6 Read viral videos.

7 I’m just being generic so it doesn’t count.


6 Comments

  1. It’s interesting that Jordan felt that he had actually failed in his encounter with the BBC4 interviewer and that if he had a chance for another interview that he might be able to remedy the “attack on the Other” that seemed to be the end/purpose of the initial interview

  2. I came here from Twitter, now I wish I hadn’t. The Peterson piece was brilliant. He was polite. Jesus was never near as patient with he Pharisees (if you count the 10 minutes he spoke with them , not his Spirit thought he prophets), and he wouldn’t have swapped notes on The Portrait of a Lady.

    1. Peterson is a regular person like Newman is. Intelligent, with good and bad ideas. Let’s debate, but this divinization and demonization of people turns every conversation into war. Are you sure He wouldn’t have swapped notes? A point of this piece is that much of our disagreements are underscored by malice towards the “enemy”. Jesus rebuked the Pharisees, yet also ate with them. What do you think underscored His rebukes? Considering He ultimately died for the Pharisees and all who opposed Him, I’d say He was infinitely patient.

  3. The Peterson/Newman exchange was fascinating, but more fascinating by far is the tectonic shift in the landscape of the debate since. One side has had to totally alter its’ stance. Can you guess which?

  4. one thing this writer seems to forget or maybe hasn’t been made aware of… Peterson actually wanted a conversation with her rather than “one up” her.
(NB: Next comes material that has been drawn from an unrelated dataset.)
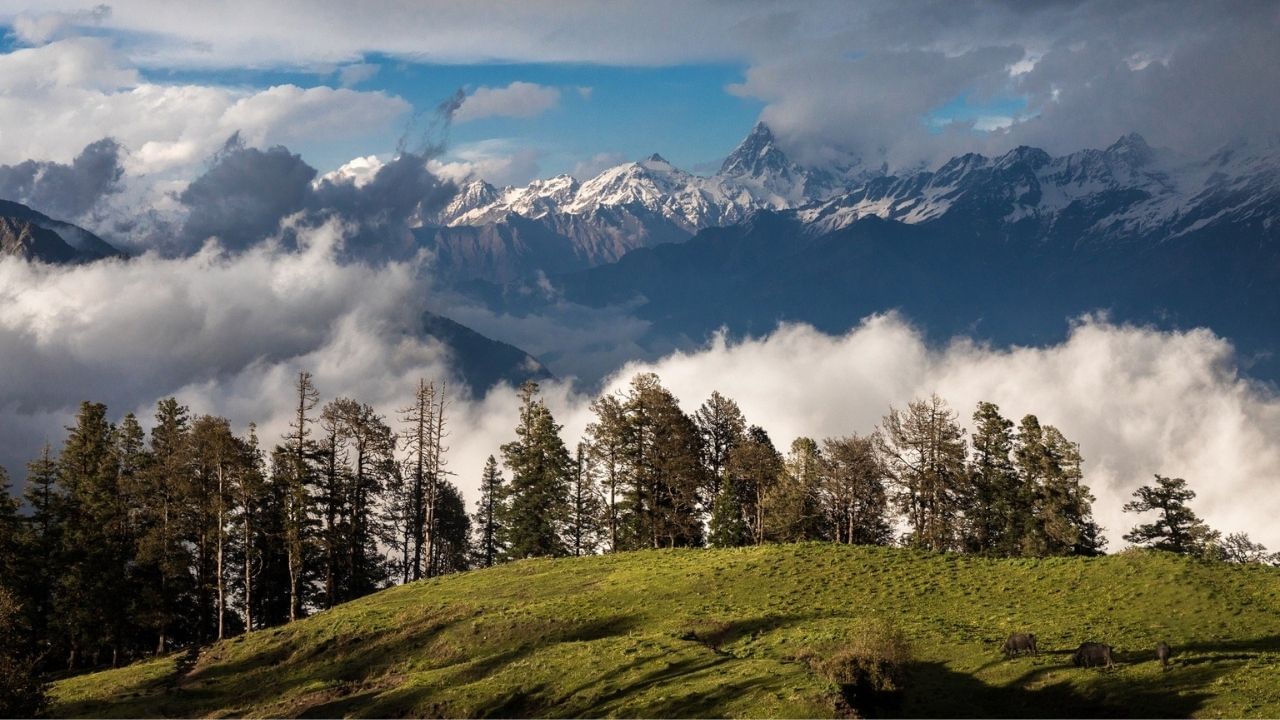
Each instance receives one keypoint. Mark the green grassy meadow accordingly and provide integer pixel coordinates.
(726, 633)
He’s more of a listener and a talker than the typical “must convince the other person I’m right”.
    most of Peterson’s talks and lectures are spoken as someone who’s trying to figure things out rather than someone who already has all the answers and that’s pretty refreshing.

  5. In a post-Newman interview about the BBC interview, Peterson said a ‘very smart’ friend of his suggested that, instead of saying “Gotcha!” (which he still didn’t do in a smarmy way), he could have said something to the effect of “now can we actually have a conversation?” Because to that point, it certainly hadn’t been.